I’ve written thousands of picture captions in my time for various books and magazines. They are the writer’s, or editor’s, first point of contact with the reader. Whose eyes don’t flick first to an illustration, then to the little explanation contained in the caption, before committing to read the bulk of the text? The sort of illustrated books I’ve written are constructed round this formula. Punchy captions packed with a surprising amount of information are best. ‘Three facts a line’ is my motto. And yet I’ve seen captions as clueless as ‘A church in France’.
Garden picture books can make lovely browsing, but captions determine the way we look at the photos. They can just tell you that the plant in the foreground is Persicaria ‘Firedance’, the rose ‘Maigold’ or the hills in the background the Brecon Beacons, – or they can interpret the scene for you. Culturally (it’s acid soil with high rainfall), historically (the terrace was built in 1900; the name of a designer), pictorially (the yew on the left balances the pergola on the right), ecologically, chromatically (colour contrast or harmony), hortatory (it’s time to get mulching) or even gnomically – in the spirit of Little Sparta. How would you caption the photo above? Is it about foxgloves, or complementary colours? Or maybe deutzias, or backlighting, or the shelter of a wall?
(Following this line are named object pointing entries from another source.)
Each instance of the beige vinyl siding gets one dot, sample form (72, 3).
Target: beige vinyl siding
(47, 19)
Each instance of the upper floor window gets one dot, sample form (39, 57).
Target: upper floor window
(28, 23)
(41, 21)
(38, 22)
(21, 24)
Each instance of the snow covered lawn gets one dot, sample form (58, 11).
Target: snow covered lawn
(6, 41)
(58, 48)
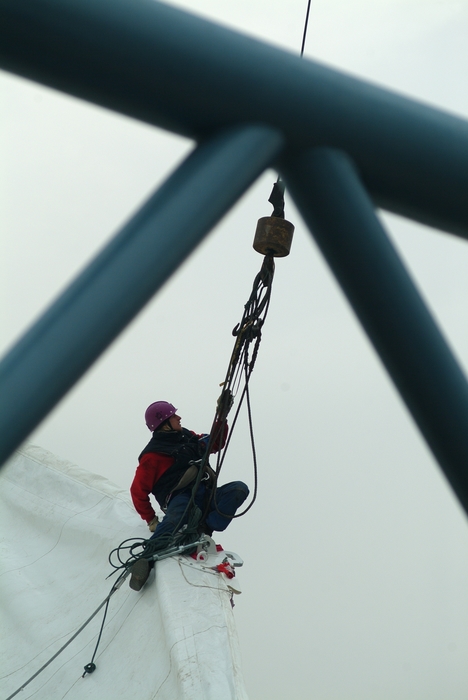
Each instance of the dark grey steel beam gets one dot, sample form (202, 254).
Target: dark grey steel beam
(161, 65)
(332, 200)
(78, 327)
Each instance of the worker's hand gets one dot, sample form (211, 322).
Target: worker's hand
(153, 524)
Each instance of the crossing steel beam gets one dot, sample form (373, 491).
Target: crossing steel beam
(109, 293)
(180, 72)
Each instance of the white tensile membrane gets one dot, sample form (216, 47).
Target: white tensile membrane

Whatever captions say, they direct your attention to this aspect or that. They prevent the garden from speaking for itself. I have often been tempted to label some garden incident, or corner, or vista with some form of notice, written on paper or carved in stone. If you have tried to create a mood, uplifting or contemplative, there is a temptation to say so. Avoid it: if you need to you have failed.
Plant labels, of course, have a different purpose. Making them permanent, legible and discreet is an art in itself.